Last October I wrote about the introduction of breathalysers by pubs in Selly Oak, to monitor customers for drunkenness. I said at that time that it wouldn’t be long before this and other initiatives were rolled out across the city, and last month the devices were introduced on Broad Street. Bar owners loved them, because apart from anything else they gave an increased power of veto over drinking elsewhere, but customers were less keen.
The gist of the article I wrote then was to air my concern at the increasingly blurred line between police and private security agencies, and the worryingly high levels of surveillance that law-abiding citizens now endure and are told they must welcome as being for their own safety.

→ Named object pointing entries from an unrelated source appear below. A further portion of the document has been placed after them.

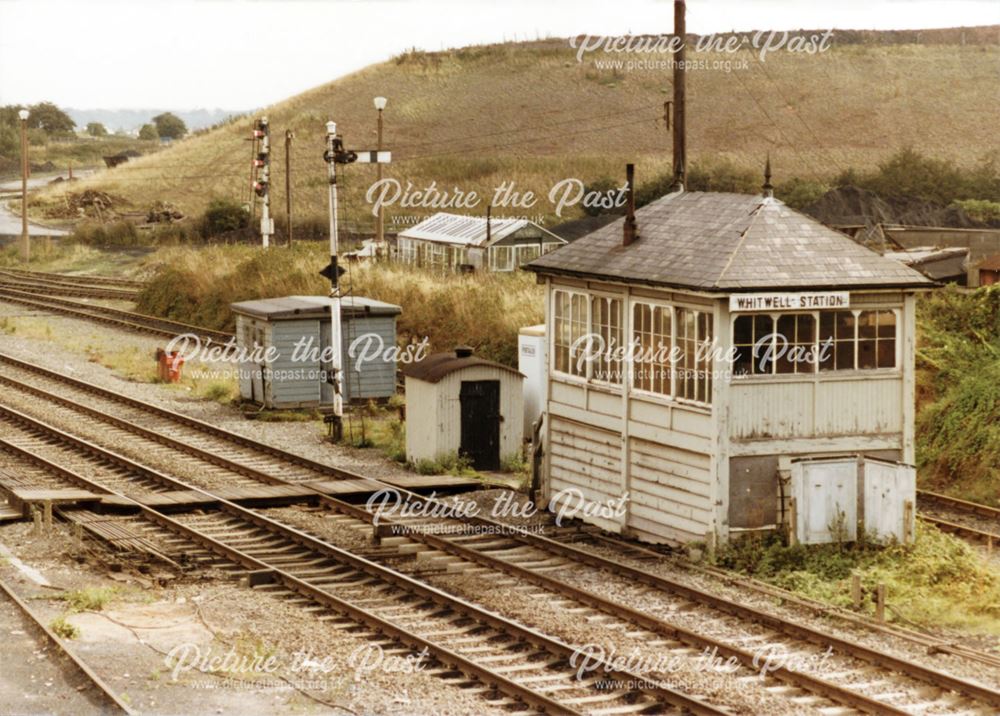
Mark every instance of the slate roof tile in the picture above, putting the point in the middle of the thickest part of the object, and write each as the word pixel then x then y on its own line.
pixel 727 242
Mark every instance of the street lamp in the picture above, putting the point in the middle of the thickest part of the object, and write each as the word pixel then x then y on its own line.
pixel 25 239
pixel 380 103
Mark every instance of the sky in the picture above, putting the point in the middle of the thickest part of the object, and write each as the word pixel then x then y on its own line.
pixel 244 54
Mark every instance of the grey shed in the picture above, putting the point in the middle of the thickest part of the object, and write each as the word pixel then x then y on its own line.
pixel 283 340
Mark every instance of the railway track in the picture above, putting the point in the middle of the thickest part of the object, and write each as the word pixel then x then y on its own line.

To enter a Broad Street bar a customer might have to prove their sobriety, as well as the long-established ritual of age and identity. These are accepted as everyday measures. Now we are seeing the armed forces patrol the street – another development, we are told, that we should accept because it’s for our own safety.
Broad Street might not be the most pleasant place in Birmingham and I would guess that the sheer volume of people who flood into the area at the weekend means that crime and disorder levels are higher than average. However, if there is a particular problem with keeping the peace then that should be down to the police to solve. It’s what happens at football matches and political demonstrations; it’s what should happen on our streets and in any public place.
We should not have our civil liberties eroded or be subject to an ever-growing intrusion into our everyday business by growing numbers of security personnel just to make someone’s life a bit easier or to save money. And we should never accept that these developments are to help us when they are in fact conditioning the population into accepting authoritarian amounts of surveillance over our day to day lives. Each one, whether it be having to prove that you haven’t spent money anywhere else before being allowed into a bar, being caught on CCTV on average 300 times a day or being asked to confirm your identity by someone who has no legal right to do so, might not sound much in isolation but added together they became an attack on personal liberty that would have been unthinkable even a decade ago
It might sound alarmist, but Major Scott’s final words on this subject should also be cause for concern. “It also allows us to develop and maintain our policing capability should we be required to deploy on operations overseas.”
It also gives a handy indication of how easily the sight of the military deploying on the streets of a major British city can become. But it’s only for our safety, so we shouldn’t be alarmed.